[glue-wg] Datastore proposal

Burke, S (Stephen) S.Burke at rl.ac.uk
Wed Apr 16 07:58:59 CDT 2008


Paul Millar [mailto:paul.millar at desy.de] said:
> So, if some site offers some disks that provide a 
> custodial-like service and 
> others that provide replica-like service, they would be 
> represented as separate Datastore objects, right?

Probably, but it depends how it's implemented. If the system decides
dynamically where to put files in a common set of hardware regardless of
the RP it would all be one Datastore. However, I suspect it would be
more common to have separate hardware. At some level this relates to the
discussion about whether the Share.RP can be multivalued.

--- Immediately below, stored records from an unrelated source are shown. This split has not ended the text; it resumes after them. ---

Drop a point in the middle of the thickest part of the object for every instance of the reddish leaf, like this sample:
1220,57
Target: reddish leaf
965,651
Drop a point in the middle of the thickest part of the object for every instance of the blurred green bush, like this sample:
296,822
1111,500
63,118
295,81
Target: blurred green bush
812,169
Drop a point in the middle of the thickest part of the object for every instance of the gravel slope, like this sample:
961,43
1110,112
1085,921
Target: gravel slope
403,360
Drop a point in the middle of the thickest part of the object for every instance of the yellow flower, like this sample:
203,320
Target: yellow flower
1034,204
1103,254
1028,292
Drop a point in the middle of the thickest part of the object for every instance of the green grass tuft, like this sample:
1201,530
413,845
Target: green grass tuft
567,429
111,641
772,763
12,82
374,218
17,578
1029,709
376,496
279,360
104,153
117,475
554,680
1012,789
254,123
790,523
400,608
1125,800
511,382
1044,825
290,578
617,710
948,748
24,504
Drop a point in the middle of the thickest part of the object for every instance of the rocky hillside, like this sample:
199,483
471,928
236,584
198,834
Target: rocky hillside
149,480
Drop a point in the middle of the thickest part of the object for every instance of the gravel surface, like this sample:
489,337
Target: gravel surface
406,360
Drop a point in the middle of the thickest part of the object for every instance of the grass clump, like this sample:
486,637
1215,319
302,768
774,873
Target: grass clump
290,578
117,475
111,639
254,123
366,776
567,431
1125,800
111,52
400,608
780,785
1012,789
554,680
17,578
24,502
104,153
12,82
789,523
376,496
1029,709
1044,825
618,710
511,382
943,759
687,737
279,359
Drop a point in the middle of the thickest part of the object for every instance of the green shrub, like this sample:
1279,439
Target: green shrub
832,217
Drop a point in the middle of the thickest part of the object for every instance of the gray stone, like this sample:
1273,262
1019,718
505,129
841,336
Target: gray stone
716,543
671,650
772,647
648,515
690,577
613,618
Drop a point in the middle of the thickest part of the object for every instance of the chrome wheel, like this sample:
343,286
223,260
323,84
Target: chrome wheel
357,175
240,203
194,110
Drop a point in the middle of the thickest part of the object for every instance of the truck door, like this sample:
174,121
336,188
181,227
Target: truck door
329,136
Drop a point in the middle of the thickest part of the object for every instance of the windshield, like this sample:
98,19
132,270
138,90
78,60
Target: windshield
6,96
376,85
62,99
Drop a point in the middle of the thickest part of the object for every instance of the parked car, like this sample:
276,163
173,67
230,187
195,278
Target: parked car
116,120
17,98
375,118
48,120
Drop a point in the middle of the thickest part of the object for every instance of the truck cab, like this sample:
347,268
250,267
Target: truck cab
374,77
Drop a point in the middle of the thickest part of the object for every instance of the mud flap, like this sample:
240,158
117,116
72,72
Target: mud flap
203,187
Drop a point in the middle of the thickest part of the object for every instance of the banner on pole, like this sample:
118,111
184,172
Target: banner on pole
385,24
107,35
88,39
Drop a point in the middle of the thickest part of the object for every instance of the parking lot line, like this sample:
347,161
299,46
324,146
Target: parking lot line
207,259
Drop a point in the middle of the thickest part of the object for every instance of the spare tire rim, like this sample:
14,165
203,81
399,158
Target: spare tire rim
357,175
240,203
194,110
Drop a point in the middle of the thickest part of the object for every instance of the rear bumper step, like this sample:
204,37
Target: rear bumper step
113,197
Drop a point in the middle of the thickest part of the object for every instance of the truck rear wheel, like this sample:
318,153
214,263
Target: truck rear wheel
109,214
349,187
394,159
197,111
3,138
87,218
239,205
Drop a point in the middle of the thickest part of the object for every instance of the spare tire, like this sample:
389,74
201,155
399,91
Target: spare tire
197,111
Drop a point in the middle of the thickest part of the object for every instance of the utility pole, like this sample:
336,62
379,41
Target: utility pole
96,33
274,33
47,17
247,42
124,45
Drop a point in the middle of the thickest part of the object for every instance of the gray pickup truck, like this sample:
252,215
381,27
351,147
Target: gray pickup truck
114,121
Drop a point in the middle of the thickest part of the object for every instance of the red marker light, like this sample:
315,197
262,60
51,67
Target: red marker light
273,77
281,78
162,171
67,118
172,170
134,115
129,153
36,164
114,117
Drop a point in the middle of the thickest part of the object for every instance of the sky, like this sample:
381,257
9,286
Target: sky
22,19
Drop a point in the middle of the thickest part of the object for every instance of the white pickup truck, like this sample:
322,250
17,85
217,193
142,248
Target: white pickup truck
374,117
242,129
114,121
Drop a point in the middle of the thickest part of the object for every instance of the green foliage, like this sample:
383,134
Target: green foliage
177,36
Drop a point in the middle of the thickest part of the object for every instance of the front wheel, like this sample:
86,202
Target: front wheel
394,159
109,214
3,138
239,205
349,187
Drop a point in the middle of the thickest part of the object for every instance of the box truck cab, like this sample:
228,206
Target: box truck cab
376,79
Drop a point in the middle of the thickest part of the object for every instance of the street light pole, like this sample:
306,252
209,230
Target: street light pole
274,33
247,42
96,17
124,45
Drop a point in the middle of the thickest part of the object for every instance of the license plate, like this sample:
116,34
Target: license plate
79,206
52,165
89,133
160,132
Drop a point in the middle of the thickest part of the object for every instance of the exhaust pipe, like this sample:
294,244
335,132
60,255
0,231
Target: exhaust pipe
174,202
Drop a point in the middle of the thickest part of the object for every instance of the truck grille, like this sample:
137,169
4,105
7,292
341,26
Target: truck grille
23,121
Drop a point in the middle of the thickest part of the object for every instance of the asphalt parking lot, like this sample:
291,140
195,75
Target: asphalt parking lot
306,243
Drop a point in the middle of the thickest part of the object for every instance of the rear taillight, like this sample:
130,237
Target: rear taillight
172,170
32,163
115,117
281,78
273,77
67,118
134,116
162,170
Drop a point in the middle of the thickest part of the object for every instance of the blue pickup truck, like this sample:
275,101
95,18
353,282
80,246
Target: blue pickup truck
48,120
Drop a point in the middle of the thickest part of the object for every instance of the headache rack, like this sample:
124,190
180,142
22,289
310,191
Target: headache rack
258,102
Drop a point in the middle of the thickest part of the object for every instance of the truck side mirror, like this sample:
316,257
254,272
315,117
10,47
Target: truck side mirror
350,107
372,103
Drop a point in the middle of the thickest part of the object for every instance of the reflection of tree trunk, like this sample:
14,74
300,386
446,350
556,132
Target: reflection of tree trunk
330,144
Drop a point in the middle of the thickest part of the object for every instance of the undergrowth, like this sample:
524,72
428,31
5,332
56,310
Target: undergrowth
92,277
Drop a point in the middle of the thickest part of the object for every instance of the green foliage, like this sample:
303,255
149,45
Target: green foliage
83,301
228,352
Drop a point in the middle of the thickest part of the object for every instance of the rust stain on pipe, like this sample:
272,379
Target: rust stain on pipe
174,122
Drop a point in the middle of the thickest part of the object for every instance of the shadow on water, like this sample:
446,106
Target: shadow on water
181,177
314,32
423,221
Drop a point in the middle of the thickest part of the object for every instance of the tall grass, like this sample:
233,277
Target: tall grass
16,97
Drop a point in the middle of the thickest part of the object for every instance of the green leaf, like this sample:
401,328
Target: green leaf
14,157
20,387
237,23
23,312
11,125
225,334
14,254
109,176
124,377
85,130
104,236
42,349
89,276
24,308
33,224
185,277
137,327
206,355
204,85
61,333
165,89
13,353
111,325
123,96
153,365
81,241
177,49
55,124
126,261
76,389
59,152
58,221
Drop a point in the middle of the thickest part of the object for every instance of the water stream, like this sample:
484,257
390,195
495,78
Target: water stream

> Or is more the difference between disk 
> used for caching and disk used as part of UserDomain's 
> allocated space (D1T1, D1T0)?

Again I think it's a matter of implementation. Usually I'd expect cache
disks to be physically distinct, but maybe sometimes they aren't -
perhaps it could be useful to allow a cache to overflow into the free
space of permanent storage.

> OK, but it would be equally OK to publish all disk storage as one big 
> generic "disk" Datastore, right?

If it's all managed by a single Resource, yes. The difference you would
get from splitting a homogenous Datastore into pieces would be from the
relation to the Share, so it would only matter at all if different
Shares mapped to distinct disk servers, and in any case you have the
size information at the share level.

> > Type (disk, tape, ... - open enumeration)
> 
> ... which we would define the common types, right?

Yes - but do we have anything common apart from tape and disk? dvd?

> > one Datastore can
> > only be managed by one Resource - if there are e.g. multiple sets of
> > disk servers managed by several different software systems 
> that would constitute multiple Datastores.
> 
> OK, I think, but it might depend on the "management" aspect 
> of Datastores.

Can you elaborate? As I said earlier we have the situation at RAL that
all the different Castor instances (Resources) share a common tape
system, but I think that's too complicated to deal with, we should just
treat it as multiple tape Datastores.

> How about, instead of associating the StorageShare with the 
> Datastore, there 
> was a link between the StorageCapacity (associated with a 
> StorageShare) to the Datastore?

Well, partly that's back to the same discussion about Capacity
(currently called StorageShareState) being treated as a separate object
or not. In my view of how this works it doesn't make sense to have an
independent relation to a Capacity, it's the same thing as a relation to
the parent object. There is an implicit relationship, e.g. if a Share
has a Capacity/State with types online and nearline (and/or cache and
nearline) then you would expect the Share to be related to Datastores
with Latencys online and nearline. However, as discussed many times
there is no requirement to publish the Capacitys, and especially not for
tape, so in principle you could have an online/custodial Share which
doesn't publish a nearline Capacity but is nevertheless related to a
nearline Datastore.

> This link would be optional one-to-many: each 
> StorageShare is 
> associated with a single Datastore (0..1 multiplicity) and 
> each Datastore is 
> associated with any number of StorageShares (0..* multiplicity).
> 
> Would that be acceptable?

Well ... rather than making Share <-> Datastore *..* you could consider
defining three separate Share <-> Datastore relations, one for each of
Online, Nearline and Offline, and each of which would be *..1. However,
that would imply that the storage for a Share for a given Latency can
only be provided by one Datastore, and I suspect that you can't be sure
of that in all cases. An example could be LCG-style Online/Custodial
D1T1 where you have three Datastores: tape, disk cache in front of the
tape, and permanent disk (I think this is what CNAF has?).

Stephen


More information about the glue-wg mailing list